The Grinnelenor Roosevelts dressed in their self-made team jerseys amidst the Elephantitis tournament. Contributed by Clare Newman.

Ellianna Cierpiot

The weekend of Sep. 10, Elephantitis, a historically annual ultimate Frisbee (ultimate) tournament, graced Mac Field. This marked Grinnell’s ultimate team’s first tournament in over a year.

The tournament, which normally hosts several visiting teams from other schools, only involved two additional teams, the Grinnell Alumni team, and the women’s ultimate team from Macalester College.

A normal ultimate tournament contains many teams, playing in two lines of seven people each, and each game plays to 15 points (scored by catching the frisbee in your team’s endzone) until the time reaches 90 minutes of play. Since play was limited due to fewer teams, there were rounds where the Grinnell open team (a team open to anyone, regardless of gender or experience) played themselves.

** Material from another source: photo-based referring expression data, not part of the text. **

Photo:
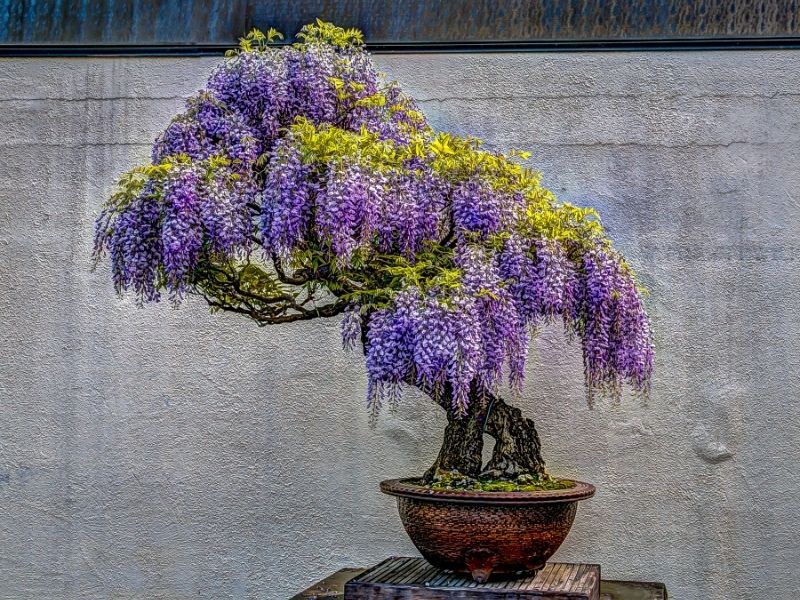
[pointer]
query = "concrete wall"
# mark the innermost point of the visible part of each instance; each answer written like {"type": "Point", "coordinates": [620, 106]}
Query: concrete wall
{"type": "Point", "coordinates": [164, 453]}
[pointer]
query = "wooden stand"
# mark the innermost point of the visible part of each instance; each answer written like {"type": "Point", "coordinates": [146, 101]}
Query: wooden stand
{"type": "Point", "coordinates": [414, 578]}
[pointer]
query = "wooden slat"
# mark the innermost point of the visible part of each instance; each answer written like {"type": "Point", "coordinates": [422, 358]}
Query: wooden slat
{"type": "Point", "coordinates": [413, 578]}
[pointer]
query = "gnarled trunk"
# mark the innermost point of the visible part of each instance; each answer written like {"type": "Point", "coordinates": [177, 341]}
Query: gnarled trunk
{"type": "Point", "coordinates": [517, 449]}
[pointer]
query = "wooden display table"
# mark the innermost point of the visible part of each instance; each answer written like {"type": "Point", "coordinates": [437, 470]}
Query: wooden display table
{"type": "Point", "coordinates": [441, 584]}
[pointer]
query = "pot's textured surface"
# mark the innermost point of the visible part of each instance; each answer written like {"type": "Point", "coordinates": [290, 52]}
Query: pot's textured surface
{"type": "Point", "coordinates": [486, 533]}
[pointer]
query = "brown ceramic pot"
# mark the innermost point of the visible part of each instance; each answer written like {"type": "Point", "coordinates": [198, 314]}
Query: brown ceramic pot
{"type": "Point", "coordinates": [506, 534]}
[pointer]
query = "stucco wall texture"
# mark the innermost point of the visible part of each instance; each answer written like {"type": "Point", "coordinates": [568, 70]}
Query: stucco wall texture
{"type": "Point", "coordinates": [162, 453]}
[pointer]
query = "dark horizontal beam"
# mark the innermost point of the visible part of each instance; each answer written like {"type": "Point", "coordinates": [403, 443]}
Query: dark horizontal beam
{"type": "Point", "coordinates": [74, 50]}
{"type": "Point", "coordinates": [176, 27]}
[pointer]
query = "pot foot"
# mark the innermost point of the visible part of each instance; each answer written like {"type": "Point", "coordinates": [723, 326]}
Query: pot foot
{"type": "Point", "coordinates": [480, 562]}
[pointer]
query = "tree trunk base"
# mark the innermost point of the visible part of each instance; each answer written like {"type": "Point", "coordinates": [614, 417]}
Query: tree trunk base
{"type": "Point", "coordinates": [517, 450]}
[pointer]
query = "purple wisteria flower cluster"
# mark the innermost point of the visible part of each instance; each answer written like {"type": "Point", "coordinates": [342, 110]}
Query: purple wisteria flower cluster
{"type": "Point", "coordinates": [443, 257]}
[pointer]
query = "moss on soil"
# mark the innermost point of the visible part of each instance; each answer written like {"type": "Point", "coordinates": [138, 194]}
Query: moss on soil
{"type": "Point", "coordinates": [453, 480]}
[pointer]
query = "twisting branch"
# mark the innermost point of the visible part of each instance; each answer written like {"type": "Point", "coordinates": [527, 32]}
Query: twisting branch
{"type": "Point", "coordinates": [283, 277]}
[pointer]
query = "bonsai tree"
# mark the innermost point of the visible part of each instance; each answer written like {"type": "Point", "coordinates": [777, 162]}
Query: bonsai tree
{"type": "Point", "coordinates": [299, 184]}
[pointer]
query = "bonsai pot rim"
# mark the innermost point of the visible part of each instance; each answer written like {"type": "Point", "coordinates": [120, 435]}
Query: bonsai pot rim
{"type": "Point", "coordinates": [410, 488]}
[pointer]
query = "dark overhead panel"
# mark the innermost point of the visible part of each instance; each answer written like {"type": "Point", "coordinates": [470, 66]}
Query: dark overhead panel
{"type": "Point", "coordinates": [208, 26]}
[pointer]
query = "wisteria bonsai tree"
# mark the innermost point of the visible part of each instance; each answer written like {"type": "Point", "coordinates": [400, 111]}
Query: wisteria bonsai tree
{"type": "Point", "coordinates": [299, 184]}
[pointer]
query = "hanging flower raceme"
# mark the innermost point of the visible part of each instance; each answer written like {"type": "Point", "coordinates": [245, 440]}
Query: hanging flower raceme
{"type": "Point", "coordinates": [449, 256]}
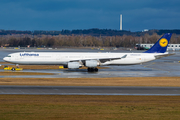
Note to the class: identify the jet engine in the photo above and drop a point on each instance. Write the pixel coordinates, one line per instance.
(74, 65)
(91, 63)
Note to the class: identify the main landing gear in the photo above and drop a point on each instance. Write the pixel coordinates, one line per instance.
(92, 69)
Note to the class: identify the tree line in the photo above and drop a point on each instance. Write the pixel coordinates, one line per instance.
(79, 40)
(91, 32)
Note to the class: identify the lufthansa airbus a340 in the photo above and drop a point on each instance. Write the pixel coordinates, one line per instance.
(75, 60)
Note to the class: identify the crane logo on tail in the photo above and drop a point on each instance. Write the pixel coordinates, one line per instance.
(163, 42)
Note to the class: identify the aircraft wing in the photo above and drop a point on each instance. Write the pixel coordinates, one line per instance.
(101, 60)
(163, 55)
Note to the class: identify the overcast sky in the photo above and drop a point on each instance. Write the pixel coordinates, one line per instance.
(86, 14)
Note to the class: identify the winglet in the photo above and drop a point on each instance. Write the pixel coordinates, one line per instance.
(161, 45)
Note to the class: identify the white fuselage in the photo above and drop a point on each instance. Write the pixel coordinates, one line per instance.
(62, 58)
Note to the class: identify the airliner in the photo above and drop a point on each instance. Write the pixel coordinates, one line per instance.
(76, 60)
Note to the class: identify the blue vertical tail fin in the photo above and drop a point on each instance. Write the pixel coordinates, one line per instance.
(161, 45)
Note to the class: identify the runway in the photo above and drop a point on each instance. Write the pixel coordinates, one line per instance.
(89, 90)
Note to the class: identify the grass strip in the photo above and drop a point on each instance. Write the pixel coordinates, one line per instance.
(16, 73)
(37, 107)
(119, 81)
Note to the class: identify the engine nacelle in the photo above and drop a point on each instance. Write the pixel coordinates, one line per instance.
(91, 63)
(73, 65)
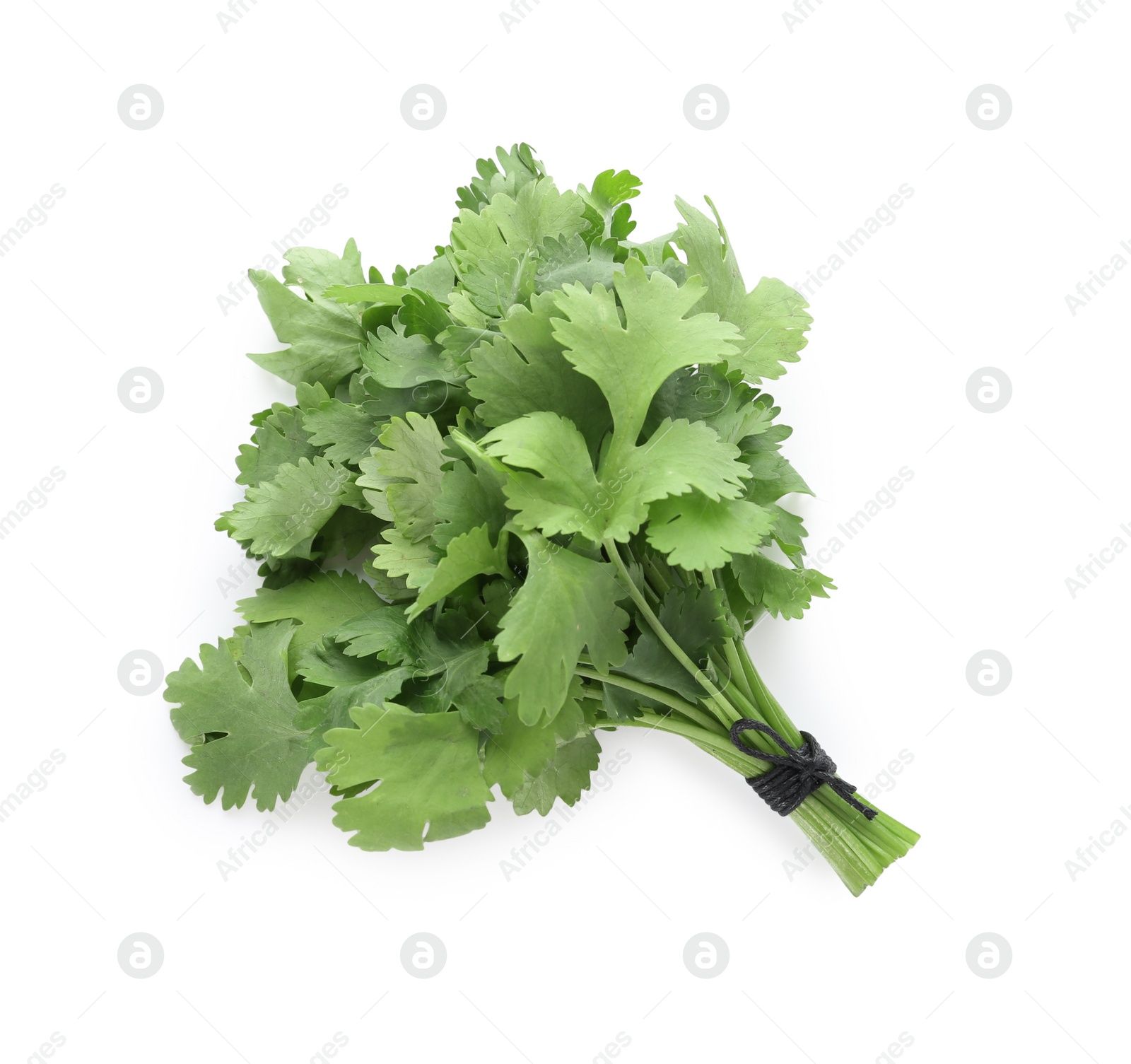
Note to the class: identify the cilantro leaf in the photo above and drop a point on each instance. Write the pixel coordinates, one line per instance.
(317, 604)
(344, 431)
(772, 318)
(469, 556)
(431, 786)
(282, 516)
(783, 590)
(406, 471)
(325, 339)
(315, 271)
(567, 603)
(240, 719)
(696, 532)
(631, 362)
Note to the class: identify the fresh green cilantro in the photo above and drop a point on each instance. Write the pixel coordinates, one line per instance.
(527, 491)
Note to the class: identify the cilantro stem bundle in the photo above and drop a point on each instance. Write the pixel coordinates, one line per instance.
(527, 492)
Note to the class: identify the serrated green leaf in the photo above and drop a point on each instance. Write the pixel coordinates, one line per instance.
(283, 515)
(431, 786)
(567, 603)
(699, 533)
(772, 318)
(325, 339)
(782, 590)
(260, 749)
(315, 271)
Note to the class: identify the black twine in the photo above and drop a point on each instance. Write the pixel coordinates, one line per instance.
(797, 773)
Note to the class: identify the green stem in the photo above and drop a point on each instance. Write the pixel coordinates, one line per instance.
(656, 694)
(724, 711)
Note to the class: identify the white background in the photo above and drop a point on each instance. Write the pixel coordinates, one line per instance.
(586, 941)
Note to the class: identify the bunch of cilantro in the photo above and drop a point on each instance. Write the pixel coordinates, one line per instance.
(526, 492)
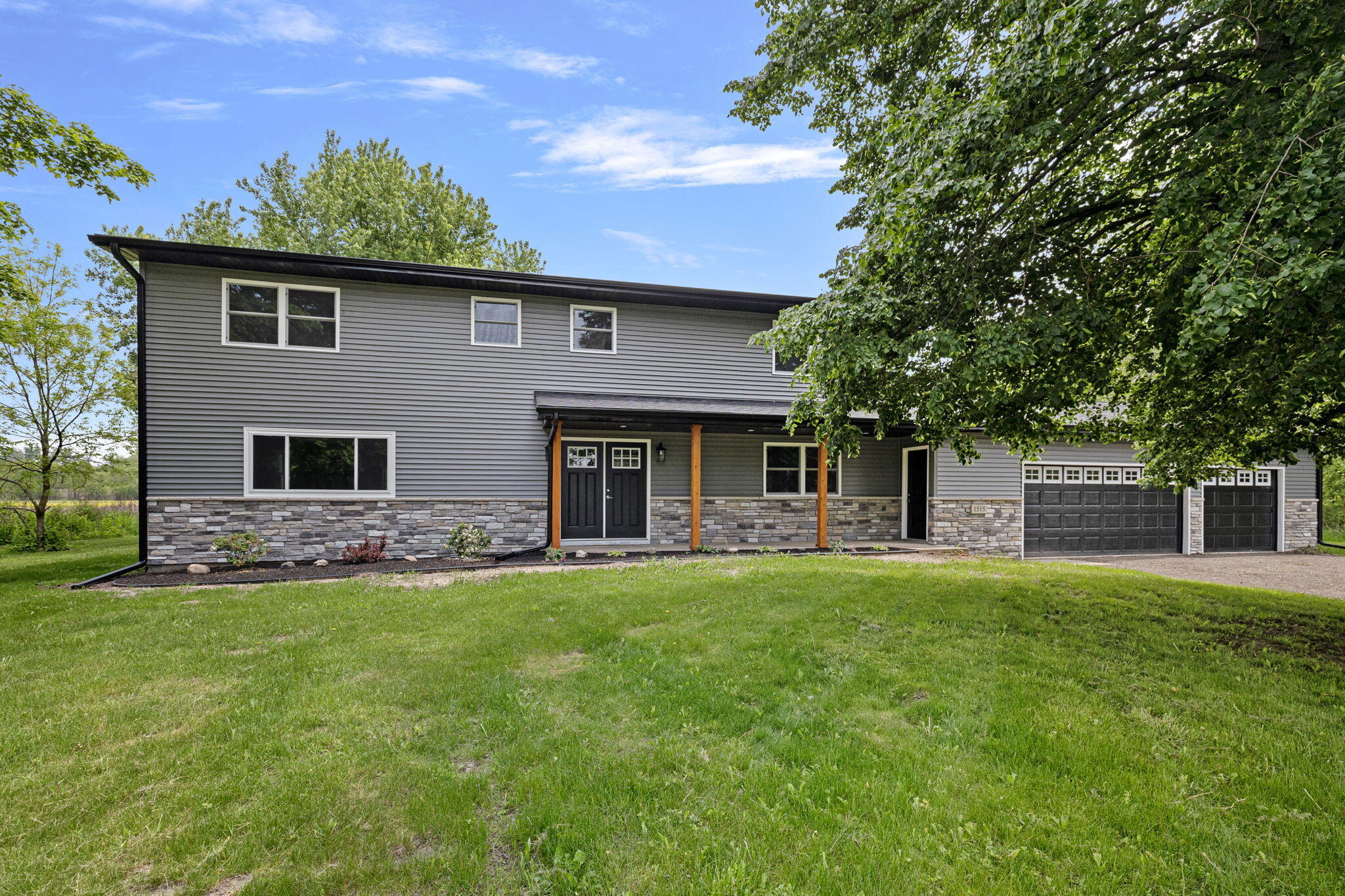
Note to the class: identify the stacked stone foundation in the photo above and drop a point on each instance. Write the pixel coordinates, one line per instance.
(979, 526)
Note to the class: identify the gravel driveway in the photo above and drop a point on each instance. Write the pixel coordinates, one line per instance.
(1320, 574)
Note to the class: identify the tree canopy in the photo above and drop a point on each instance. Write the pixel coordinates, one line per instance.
(366, 202)
(1084, 219)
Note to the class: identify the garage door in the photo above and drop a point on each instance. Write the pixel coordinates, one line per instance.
(1241, 512)
(1097, 511)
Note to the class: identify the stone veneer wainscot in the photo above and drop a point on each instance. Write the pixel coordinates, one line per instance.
(181, 530)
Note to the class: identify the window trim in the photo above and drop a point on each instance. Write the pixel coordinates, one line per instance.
(249, 431)
(775, 366)
(803, 472)
(516, 303)
(569, 322)
(282, 314)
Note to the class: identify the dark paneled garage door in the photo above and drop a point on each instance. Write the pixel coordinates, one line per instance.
(1242, 517)
(1099, 519)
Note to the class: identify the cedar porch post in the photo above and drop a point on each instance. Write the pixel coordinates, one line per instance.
(695, 485)
(822, 498)
(556, 485)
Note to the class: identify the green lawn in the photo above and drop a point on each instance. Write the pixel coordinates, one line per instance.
(757, 726)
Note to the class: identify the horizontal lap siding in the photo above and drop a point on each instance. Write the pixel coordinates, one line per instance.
(464, 416)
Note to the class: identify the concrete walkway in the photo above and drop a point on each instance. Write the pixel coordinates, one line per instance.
(1323, 574)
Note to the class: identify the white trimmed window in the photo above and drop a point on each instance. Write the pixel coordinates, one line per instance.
(592, 330)
(793, 469)
(311, 463)
(496, 322)
(282, 316)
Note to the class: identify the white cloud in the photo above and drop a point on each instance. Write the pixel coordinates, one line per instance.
(186, 109)
(309, 92)
(248, 22)
(422, 41)
(440, 88)
(643, 148)
(151, 50)
(408, 41)
(654, 250)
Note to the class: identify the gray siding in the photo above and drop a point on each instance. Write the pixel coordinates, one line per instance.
(734, 465)
(996, 475)
(463, 414)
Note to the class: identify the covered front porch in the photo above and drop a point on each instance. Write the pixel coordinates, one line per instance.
(681, 473)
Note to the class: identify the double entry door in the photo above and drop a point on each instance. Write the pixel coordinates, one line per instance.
(604, 490)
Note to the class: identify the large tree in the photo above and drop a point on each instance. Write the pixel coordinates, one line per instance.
(1080, 218)
(368, 202)
(61, 389)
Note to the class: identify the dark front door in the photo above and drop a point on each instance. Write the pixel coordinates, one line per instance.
(1080, 517)
(581, 490)
(626, 489)
(1242, 517)
(917, 494)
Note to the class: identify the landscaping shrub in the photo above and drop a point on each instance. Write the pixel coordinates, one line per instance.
(241, 548)
(467, 540)
(366, 551)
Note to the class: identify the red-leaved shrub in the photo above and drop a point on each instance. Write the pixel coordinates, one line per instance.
(366, 551)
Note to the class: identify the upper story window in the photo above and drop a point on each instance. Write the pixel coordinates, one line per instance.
(592, 330)
(313, 463)
(301, 317)
(496, 322)
(793, 469)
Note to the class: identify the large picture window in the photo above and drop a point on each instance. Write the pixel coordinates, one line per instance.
(300, 317)
(496, 322)
(793, 469)
(311, 463)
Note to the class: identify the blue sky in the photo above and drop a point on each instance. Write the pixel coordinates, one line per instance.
(596, 129)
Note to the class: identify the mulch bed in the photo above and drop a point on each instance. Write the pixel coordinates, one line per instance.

“[The tournament] … was much more about establishing the community and growing the community,” said captain of the team, Jacob Cowan `23.

Because Elephantitis is focused on letting beginners get familiar with ultimate, there were no official winners of the tournament, and points were not carefully tracked, according to Cowan.

Grinnell’s ultimate program is split into an all-gender open team and a women’s team, name the Grinneleanor Roosevelts, also know as the Svelts.

According to the women’s team captain Clare Roarty `22, the tournament was also intended to help new players get a full sense of the game. She said that since the Grinnell team doesn’t play full games in their practices, the tournament was a great chance for players to develop comfort with how the game works, and gain a good sense of the field.

“It’s really hard to know where you’re supposed to be on the field, and know what kinds of cuts are going to be effective, and when you’re in the way of a really good pass,” Roarty said. “So that just comes with time, and that’s something tournaments help a lot with, especially because you play on a truly regulation size field.”

This noncompetitive, learning-focused atmosphere also included a team dinner with the Svelts and the women’s team from Macalester. One of the other Svelts team captains, Grace Duffy `22, said that the dinner helped the members of the two teams connect.

“We have a long-standing relationship with the Macalester team,” Duffy said. “They have always been good competition for us, and also they’re a really good-spirited team.”

Duffy said that the women’s team made dinner for the Macalester team. “We cooked a bunch of chili and had them in our backyard, and we just hung out for a couple of hours and chatted and it was really nice” she said.

Besides team-building, Duffy also said that the tournament was exciting because there are more players than there have been before. He said that the Grinnell team beat the alumni team at the tournament this year, which is the first he’d seen that happen.

“This year in particular, it’s really, really exciting,” Cowan said. “There’s a lot more buy-in, and people really want to get better, and people are better.”

The ultimate season this year includes both a fall and spring postseason, because of the previous season being truncated due to the COVID-19 pandemic. In a normal year, the ultimate team only plays in the fall.

According to Roarty, the Svelts are looking towards a less competitive, more learning-focused season. However, Cowan and Roarty both said the open team is looking to be much more competitive.

“I think that the last time a team went to Nationals was in 2012, and I think that we legitimately have a good shot this year,” said Cowan.

Although the Svelts aren’t focused on that goal, Roarty said that she’s just excited to be able to be involved with the team again.

“It’s just so fun to watch people play good frisbee,” Roarty said. “Seeing people make good plays, especially people who are still learning, it’s exciting.”

The teams both look forward to the Exit 69 tournament, held by St. Olaf College in Northfield, Minnesota this weekend.